Costs of private health insurance in Germany
As stated earlier, your rate will be based on a number of factors, including age and desired services and it is not linked to income. To determine the exact amount of your contributions, you will need to go through a lengthy questionnaire to go over your medical history and in some cases, an examination will be needed too. However, here are some ball park figures to get an idea (Those are approximate figures, range of prices vary wildly because of all factors involved):
With no deductible, no limit on dental coverage (monthly fee):
- 25 years old: 370€ to 570€.
- 35 years old: 445€ to 700€.
- 45 years old: 540€ to 795€.
- 60 years old: 690€ to 1000€
With 10% deductible, dental coverage limited to 1500€/year (monthly fee)
- 25 years old: 185€ to 265€.
- 35 years old: 230€ to 325€.
- 45 years old: 265€ to 370€.
- 60 years old: 500€ to 740€
- Lower costs short term & mid term (when young and healthy).
- An overall better access to higher-quality treatments, material & medical supplies.
- Easier and faster access to specialists, senior staff at hospital.
- Higher costs long term: the more you age and/or have conditions, the higher the costs will be. However, this is mostly offset by old-age provisions (Alterungsrückstellung), which are included in your contributions by law. Your insurance form a capital fund designed to cover higher care costs when you are old.
- Each relative with no income of their own will require an additional paid policy, leading to more costs. This might offset the savings on your own policy.
- It’s a lot harder to understand offers and terms in a crowded market.
- Lack of trust, brokers are often tempted to sell you the policy that gets them the highest commission.
- More paperwork: medical bills are sent and paid by you first. You need to then clear things out with your provider afterwards.
- Coming back to the public system after being in the private one is also extremely difficult if not impossible for freelancers.
How to signup for private health insurance in Germany
A good analogy to approach your decision making process is to think about internet service providers. They have different plans and different level of services; the market is more complex and more diverse. You need to pay attention, explore the market and pick something that suits your needs. A good place to do that are comparison platforms. It lets you pick options to define what coverage you want. These usually are:
- If you want additional coverage like teeth, visual aids, alternative medicine (Zusatzleistungen).
- On the financial side, how much deductible you can afford (Selbstbeteiligung).
- If you have to stop working for a while, when should a daily sickness allowance should kick in, and how much it should be (Krankentagegeld).
- If you stay at a hospital, do you wish to have a private room, be handled by the head doctor, etc. (Krankenhausleistungen).
- If additional household members should be covered.
However, a price comparison platform doesn’t replace proper guidance about service. If you need real humans to talk about your precise need and avoid unnecessary premiums, you may want to talk to independent knowledgeable brokers like Feather Insurance. They have been closely talking to foreign nationals that are looking at private options and know exactly how to answer to your issues and situation. And it’s 100% serviced in English.
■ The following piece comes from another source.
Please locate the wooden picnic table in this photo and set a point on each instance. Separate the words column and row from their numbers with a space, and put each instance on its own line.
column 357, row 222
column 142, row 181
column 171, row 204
Please note that if you sign-up with a private provider, you need to manually request a social security number from the pension office.
Health insurance for employees
Being an employee in Germany is the safest position to have. Costs are shared between you and your employer and you have a lot of options at your disposal:
- It doesn’t matter if you go with private or public, you are free to pick your health insurance provider. It is not bound to your employer.
- Your employer will ask for a membership certificate (Mitgliedsbescheinigung) before you start a job.
- If you are with public, half of those contributions are paid for by your employer. You don’t need to pay anything to your Krankenkasse. It’s already been done for you by your employer.
- If you are with private, you pay directly to your Krankenkasse. However, you can also receive tax free allowance from your employer (Arbeitsgeberzuschuss), up to 385€/month. You should inform your employer if you are eligible.
Health insurance in Germany for freelancers
If you are running your own show, it can become a major hole in your monthly budget. This is definitely one of the drawbacks of the German system; low-earning self-employed people pay a relatively high amount for their health insurance in Germany. Here are the options presented to you:
- If you have been in a public scheme within the EU recently, you can choose a public Krankenkasse (Freiwillige gesetzliche Krankenversicherung). This means that you stay in the public system, which is advised for people with kids and spouse. This procedure is normalized via the form E104, which you should request from your domestic system, before you leave the country. Request this from your old provider and send it in for your new Krankenkasse. You can also go for a private provider too.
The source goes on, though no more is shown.